Hace algunas horas, cadena en mano, salí junto a “Salinas”, mi Poodle, a dar un paseo nocturno, mismo que habíamos postergado desde la llegada de “Boris”, un gato abandonado que ahora es nuestro abonado. Sin embargo, su llegada trajo consigo un prolongado descuido hacia nuestro perro y buscamos compensar con una vuelta en el parque que ofrece el recinto ferial de Banderilla, siempre evitando el Boulevar, ya que últimamente se ha convertido en el centro de operaciones de varios retenes policiacos y de sexoservidoras; fórmula que no da buena espina.

Recorriendo, con algún temor los vacíos andadores, me acuerdo de aquel rumor de la presencia de perros ferales en dicho parque por la noche y me doy cuenta de que no llevo conmigo ni siquiera un palo o piedra con que parecer más fuerte que los antisociales perros.

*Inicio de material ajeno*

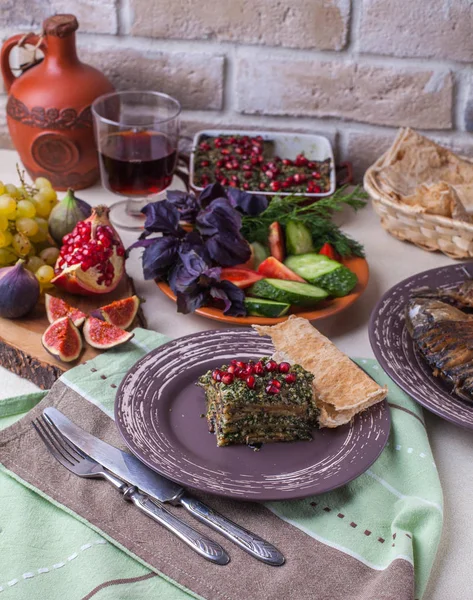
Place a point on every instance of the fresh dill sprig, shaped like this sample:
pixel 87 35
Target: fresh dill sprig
pixel 317 217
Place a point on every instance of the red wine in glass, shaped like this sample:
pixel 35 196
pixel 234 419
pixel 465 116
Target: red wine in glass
pixel 137 164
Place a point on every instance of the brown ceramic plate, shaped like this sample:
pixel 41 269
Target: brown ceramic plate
pixel 393 346
pixel 324 309
pixel 158 412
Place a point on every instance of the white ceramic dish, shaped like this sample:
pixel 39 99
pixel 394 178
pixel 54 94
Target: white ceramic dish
pixel 286 145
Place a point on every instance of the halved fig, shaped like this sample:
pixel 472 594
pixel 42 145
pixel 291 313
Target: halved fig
pixel 62 339
pixel 102 335
pixel 120 313
pixel 57 308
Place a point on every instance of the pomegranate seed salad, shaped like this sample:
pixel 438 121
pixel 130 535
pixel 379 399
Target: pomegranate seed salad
pixel 258 402
pixel 245 254
pixel 249 163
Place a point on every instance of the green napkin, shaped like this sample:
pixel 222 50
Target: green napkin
pixel 390 514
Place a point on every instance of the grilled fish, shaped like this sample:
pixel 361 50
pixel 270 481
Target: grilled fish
pixel 444 336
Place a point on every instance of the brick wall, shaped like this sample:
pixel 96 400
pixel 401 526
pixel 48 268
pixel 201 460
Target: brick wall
pixel 352 70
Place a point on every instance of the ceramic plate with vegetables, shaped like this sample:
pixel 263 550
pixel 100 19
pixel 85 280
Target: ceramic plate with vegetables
pixel 236 257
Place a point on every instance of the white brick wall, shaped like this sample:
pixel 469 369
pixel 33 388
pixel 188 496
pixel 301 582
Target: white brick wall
pixel 352 70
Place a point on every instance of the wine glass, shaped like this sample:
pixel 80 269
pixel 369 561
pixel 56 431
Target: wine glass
pixel 137 136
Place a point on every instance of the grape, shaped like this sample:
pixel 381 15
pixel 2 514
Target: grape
pixel 21 244
pixel 34 263
pixel 12 190
pixel 42 183
pixel 25 208
pixel 7 206
pixel 49 255
pixel 7 257
pixel 44 274
pixel 42 234
pixel 27 226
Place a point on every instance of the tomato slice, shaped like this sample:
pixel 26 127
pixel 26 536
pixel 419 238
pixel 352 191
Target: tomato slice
pixel 328 251
pixel 276 241
pixel 274 269
pixel 240 276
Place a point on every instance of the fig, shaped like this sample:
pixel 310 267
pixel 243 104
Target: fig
pixel 120 313
pixel 66 214
pixel 92 258
pixel 62 339
pixel 19 291
pixel 57 308
pixel 102 335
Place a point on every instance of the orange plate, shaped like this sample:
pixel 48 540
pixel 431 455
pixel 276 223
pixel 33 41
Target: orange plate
pixel 327 308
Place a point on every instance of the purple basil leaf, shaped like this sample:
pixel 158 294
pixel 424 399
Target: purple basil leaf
pixel 218 217
pixel 232 296
pixel 191 300
pixel 162 217
pixel 228 249
pixel 248 204
pixel 211 192
pixel 187 204
pixel 159 256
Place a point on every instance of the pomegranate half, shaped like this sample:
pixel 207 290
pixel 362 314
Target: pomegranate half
pixel 92 257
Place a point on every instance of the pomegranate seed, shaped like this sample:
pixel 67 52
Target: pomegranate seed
pixel 271 365
pixel 250 381
pixel 259 368
pixel 227 379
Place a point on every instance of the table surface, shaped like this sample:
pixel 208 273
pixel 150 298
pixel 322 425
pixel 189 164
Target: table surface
pixel 390 261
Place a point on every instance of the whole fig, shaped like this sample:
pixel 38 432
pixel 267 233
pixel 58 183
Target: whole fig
pixel 65 215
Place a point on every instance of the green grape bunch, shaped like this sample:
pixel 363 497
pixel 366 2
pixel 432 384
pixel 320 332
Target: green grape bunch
pixel 24 212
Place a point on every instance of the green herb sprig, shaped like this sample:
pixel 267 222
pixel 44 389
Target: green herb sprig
pixel 317 217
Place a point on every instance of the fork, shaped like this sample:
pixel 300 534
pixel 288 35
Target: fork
pixel 79 463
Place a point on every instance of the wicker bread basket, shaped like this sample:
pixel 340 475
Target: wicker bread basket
pixel 430 232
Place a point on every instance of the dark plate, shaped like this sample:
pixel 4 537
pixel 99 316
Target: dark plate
pixel 395 350
pixel 158 412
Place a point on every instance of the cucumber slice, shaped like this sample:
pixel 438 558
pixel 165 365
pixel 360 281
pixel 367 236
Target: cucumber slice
pixel 258 307
pixel 298 238
pixel 322 271
pixel 260 253
pixel 292 292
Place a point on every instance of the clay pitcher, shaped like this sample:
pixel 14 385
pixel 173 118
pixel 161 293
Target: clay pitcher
pixel 48 108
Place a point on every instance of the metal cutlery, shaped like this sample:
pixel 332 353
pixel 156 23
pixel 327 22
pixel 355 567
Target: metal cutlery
pixel 76 461
pixel 157 487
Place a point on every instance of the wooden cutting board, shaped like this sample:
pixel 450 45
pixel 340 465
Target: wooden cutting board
pixel 21 350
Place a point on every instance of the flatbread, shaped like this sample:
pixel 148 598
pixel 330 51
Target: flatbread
pixel 341 388
pixel 426 176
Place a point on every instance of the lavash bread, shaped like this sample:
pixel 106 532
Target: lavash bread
pixel 341 388
pixel 422 174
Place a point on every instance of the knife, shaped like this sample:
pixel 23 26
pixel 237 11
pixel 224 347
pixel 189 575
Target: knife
pixel 160 488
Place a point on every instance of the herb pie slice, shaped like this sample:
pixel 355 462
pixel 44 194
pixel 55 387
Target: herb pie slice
pixel 341 389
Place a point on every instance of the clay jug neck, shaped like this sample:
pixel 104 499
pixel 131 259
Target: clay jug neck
pixel 61 52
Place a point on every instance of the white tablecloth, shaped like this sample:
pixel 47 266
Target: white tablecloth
pixel 390 261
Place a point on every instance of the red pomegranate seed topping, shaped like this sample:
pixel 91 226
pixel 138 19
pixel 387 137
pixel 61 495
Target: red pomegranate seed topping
pixel 259 368
pixel 271 365
pixel 250 381
pixel 227 379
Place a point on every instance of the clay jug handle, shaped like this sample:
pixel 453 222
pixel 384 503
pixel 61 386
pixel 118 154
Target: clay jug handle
pixel 31 38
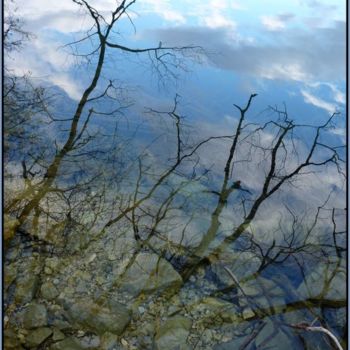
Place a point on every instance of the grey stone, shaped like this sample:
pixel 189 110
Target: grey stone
pixel 37 336
pixel 11 340
pixel 57 335
pixel 315 283
pixel 67 344
pixel 113 317
pixel 173 334
pixel 261 292
pixel 35 316
pixel 217 311
pixel 109 341
pixel 27 281
pixel 49 291
pixel 148 273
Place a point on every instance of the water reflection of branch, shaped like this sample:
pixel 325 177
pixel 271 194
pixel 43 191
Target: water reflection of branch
pixel 311 328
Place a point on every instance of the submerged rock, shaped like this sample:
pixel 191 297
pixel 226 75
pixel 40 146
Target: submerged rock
pixel 38 336
pixel 148 273
pixel 27 281
pixel 67 344
pixel 35 316
pixel 173 334
pixel 49 291
pixel 325 282
pixel 113 317
pixel 109 341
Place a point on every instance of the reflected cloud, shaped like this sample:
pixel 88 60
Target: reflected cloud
pixel 288 57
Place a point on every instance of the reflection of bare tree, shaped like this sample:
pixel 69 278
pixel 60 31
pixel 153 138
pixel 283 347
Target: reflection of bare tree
pixel 78 138
pixel 279 154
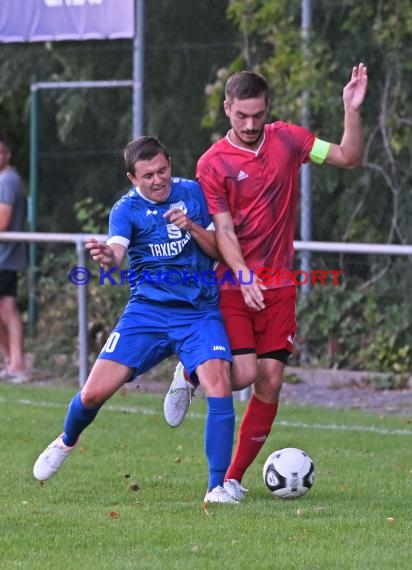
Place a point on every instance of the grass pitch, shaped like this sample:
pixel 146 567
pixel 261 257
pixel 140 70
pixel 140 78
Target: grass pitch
pixel 131 495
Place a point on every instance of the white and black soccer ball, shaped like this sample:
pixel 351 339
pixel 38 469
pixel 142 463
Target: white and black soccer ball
pixel 289 473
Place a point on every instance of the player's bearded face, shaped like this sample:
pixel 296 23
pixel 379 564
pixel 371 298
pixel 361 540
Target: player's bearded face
pixel 247 118
pixel 152 177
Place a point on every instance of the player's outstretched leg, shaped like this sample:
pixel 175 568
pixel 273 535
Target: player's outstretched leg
pixel 52 459
pixel 78 418
pixel 178 397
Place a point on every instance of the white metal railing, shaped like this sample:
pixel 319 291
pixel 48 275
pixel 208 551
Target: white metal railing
pixel 78 239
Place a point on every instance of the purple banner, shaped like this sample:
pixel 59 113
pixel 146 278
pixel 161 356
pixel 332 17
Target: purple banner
pixel 53 20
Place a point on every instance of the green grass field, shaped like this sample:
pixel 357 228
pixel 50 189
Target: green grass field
pixel 131 495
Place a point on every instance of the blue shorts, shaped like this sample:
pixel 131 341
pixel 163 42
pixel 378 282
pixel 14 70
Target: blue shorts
pixel 148 333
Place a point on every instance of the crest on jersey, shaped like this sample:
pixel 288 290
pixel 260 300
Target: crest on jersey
pixel 180 206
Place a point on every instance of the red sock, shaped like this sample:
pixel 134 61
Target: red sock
pixel 253 432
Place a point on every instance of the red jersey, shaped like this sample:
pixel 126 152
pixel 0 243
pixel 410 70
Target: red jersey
pixel 260 190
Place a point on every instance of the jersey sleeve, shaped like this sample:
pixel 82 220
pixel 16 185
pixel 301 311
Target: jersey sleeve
pixel 206 220
pixel 303 141
pixel 213 185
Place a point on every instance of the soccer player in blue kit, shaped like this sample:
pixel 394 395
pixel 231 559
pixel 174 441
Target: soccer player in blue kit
pixel 161 223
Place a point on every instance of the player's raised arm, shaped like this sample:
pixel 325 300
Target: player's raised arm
pixel 349 153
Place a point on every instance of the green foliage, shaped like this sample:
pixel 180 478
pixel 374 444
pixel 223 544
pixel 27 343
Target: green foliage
pixel 55 343
pixel 341 326
pixel 91 216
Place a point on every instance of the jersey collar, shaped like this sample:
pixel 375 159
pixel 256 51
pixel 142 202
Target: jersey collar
pixel 255 152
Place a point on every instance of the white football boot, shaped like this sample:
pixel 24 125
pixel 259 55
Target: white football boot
pixel 178 398
pixel 235 489
pixel 219 495
pixel 52 459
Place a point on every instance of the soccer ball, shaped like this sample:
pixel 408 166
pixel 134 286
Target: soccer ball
pixel 289 473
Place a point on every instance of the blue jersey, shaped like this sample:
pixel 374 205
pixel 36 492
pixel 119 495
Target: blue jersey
pixel 165 263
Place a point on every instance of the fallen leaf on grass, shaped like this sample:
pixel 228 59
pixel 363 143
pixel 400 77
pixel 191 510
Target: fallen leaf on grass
pixel 205 509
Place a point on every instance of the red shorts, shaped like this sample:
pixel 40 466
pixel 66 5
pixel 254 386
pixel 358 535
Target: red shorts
pixel 271 329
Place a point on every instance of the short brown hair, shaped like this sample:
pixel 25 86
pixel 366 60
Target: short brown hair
pixel 246 85
pixel 143 148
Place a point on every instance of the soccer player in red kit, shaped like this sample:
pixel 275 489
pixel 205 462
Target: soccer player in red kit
pixel 250 180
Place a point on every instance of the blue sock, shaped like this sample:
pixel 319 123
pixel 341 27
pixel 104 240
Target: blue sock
pixel 219 433
pixel 77 419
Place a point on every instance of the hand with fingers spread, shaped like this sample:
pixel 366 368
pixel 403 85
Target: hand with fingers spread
pixel 354 92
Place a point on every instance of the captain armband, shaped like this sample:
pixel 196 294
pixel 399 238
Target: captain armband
pixel 319 151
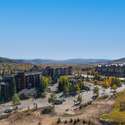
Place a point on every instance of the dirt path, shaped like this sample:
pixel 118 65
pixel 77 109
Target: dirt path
pixel 91 112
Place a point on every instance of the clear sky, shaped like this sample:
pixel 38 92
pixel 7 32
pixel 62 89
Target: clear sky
pixel 62 29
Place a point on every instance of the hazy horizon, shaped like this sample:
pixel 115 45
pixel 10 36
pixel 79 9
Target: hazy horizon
pixel 62 29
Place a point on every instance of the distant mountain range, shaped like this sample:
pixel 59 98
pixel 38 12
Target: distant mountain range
pixel 68 61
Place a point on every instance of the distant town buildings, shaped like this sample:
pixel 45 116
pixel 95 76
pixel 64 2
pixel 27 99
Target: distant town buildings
pixel 28 80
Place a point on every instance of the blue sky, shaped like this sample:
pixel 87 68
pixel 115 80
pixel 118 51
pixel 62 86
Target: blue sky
pixel 61 29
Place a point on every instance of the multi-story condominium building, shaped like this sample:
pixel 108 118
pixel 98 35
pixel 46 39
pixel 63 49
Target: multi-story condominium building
pixel 22 81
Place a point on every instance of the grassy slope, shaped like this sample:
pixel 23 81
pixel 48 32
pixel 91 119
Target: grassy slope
pixel 116 115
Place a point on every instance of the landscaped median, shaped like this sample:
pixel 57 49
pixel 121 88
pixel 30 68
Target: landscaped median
pixel 117 116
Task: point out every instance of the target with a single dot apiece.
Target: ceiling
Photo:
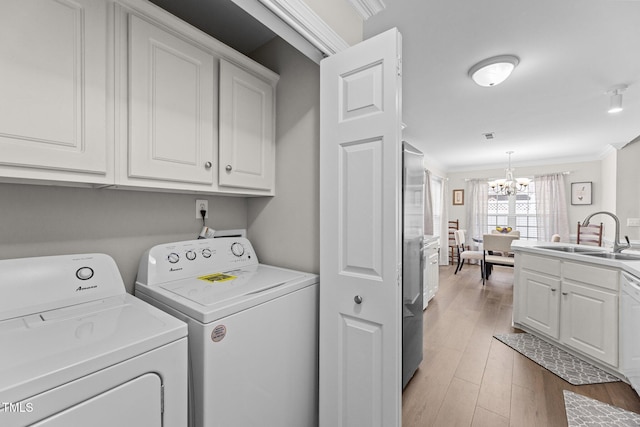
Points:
(553, 108)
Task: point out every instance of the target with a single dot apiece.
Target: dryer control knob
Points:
(237, 249)
(84, 273)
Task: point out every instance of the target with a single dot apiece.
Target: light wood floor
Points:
(467, 378)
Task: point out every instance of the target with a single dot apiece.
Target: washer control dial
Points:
(237, 249)
(84, 273)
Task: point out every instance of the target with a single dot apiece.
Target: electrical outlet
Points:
(202, 204)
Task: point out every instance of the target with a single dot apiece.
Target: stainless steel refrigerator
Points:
(413, 182)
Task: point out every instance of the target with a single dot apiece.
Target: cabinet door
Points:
(171, 106)
(539, 303)
(53, 86)
(247, 148)
(590, 321)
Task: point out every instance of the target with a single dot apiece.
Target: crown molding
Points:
(367, 8)
(305, 21)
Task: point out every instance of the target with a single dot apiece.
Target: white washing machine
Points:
(253, 331)
(77, 350)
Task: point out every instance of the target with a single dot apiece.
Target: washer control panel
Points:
(192, 258)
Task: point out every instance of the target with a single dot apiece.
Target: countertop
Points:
(533, 247)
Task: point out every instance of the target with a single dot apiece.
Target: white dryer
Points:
(77, 350)
(253, 331)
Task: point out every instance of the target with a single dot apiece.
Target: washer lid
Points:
(206, 301)
(220, 288)
(41, 351)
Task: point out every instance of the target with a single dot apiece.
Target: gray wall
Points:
(285, 229)
(46, 220)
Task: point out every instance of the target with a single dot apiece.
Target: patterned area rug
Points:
(583, 411)
(568, 367)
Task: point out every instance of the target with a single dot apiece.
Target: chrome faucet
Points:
(617, 246)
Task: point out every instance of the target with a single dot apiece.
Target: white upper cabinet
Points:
(247, 145)
(53, 86)
(171, 103)
(121, 92)
(192, 113)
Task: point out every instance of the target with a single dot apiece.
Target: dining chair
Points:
(464, 254)
(590, 234)
(497, 251)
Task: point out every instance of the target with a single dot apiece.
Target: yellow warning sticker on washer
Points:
(217, 277)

Cuando de repente, logro escuchar detrás nuestro, un lejano galopeo acercándose; mi mascota no detecta nada, sin embargo, desaparece al detener nuestra marcha. Ees ahí cuando siento algo frío bajando por mi cabeza y que se detiene en mi espalda: una helada gota de agua alojada en una rama del alto pino que nos da sombra y penumbra… aparece entonces la lógica: ¡Ese era el galopeo! la caída de gotas de la tarde lluviosa en la hojarasca seca tirada en el suelo. Dejamos la fría noche y regresamos rápido a casa.

Entramos al cálido hogar, que conservaba aún el olor a fideos que mi esposa  preparo en la tarde, los niños llevan a “Salinas” a tomar agua y mi esposa me recibe; trato de no contarle mi absurdo susto, lo guardo para el recorrido de mañana, en donde le contaré la leyenda de un jinete incomprendido que recorre el recinto ferial de Banderilla por la noche. Bueno, se lo contaré si mañana por la tarde llueve.